The 2011 Occupy Wall Street movement may have directed its rage about income inequality at the top 1% of U.S. earners who controlled a vast share of wealth—but there’s another social class that can claim to have even deeper pockets.
While the top 1% claimed just under 11% of the U.S.’s riches in 2014, the upper middle class now controls about 52.1% of America’s income, according to a study by Stephen Rose the Urban Institute.
“Any discussion of inequality that is limited to the 1% misses a lot of the picture because it ignores the large inequality between the growing upper middle class and the middle and lower middle classes,” Rose wrote.
It’s that growing difference rather than the schism between the upper class and lower middle class that is the source of hostility and disenfranchisement regarding U.S. income inequality. It is also this divide that has led to the rise of political outsiders such as Bernie Sanders and Donald Trump in this election cycle, Rose noted.
“People in the middle class interact more with the upper middle class than they do with the very rich, and they may have stronger feelings of losing ground to the upper middle class versus their feelings about the inequality due to the huge income increases of those in the top one-tenth of 1% of the income ladder,” Rose wrote.
The upper middle class, according to the paper, is defined as a family of three earning between $100,000 to $349,999 annually in 2014. According to the most recent data from the U.S. Internal Revenue Services, the top 1% earned at least $428,713 in 2013.
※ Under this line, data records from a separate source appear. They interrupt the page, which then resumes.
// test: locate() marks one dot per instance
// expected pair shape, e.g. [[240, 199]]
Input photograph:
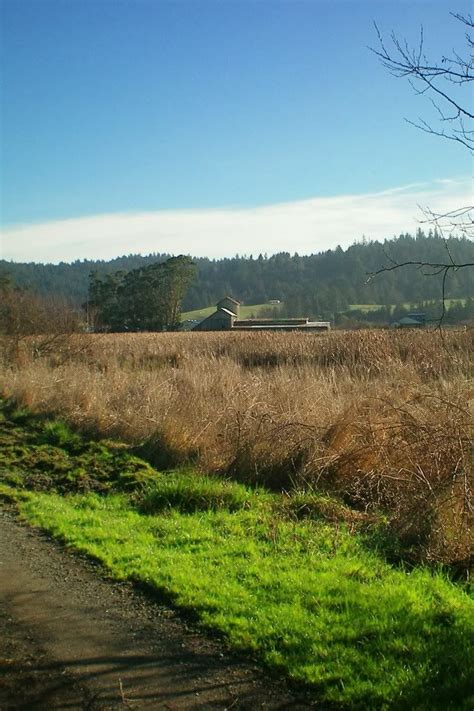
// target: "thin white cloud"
[[304, 226]]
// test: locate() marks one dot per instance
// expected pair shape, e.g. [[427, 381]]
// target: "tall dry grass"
[[382, 418]]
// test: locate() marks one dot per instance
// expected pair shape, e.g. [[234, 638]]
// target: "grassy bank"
[[297, 582], [382, 420]]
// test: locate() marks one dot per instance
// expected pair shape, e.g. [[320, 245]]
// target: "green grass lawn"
[[308, 597]]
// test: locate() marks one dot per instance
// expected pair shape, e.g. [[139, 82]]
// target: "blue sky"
[[119, 109]]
This group of upper middle class households has more than doubled in size over the past 35 years, from 12.9% in 1979, to 29.4% in 2014—the second largest demographic behind the middle class, which accounts for 32% of the population and controls 25.8% of the wealth.
“This difference has a physical dimension, in that most metropolitan areas differ greatly by the size and price of the homes in their neighborhoods and comm unities. We try to limit segregation by race or ethnicity, but segregation by income (which is growing) is accepted as a fact of life.”
Rose, the author of the report, also noted one more interesting trend. While all other income levels experienced a pay raise between 1979 and 2014, the bottom 5% of earners actually saw their income fall by 12% in the same period.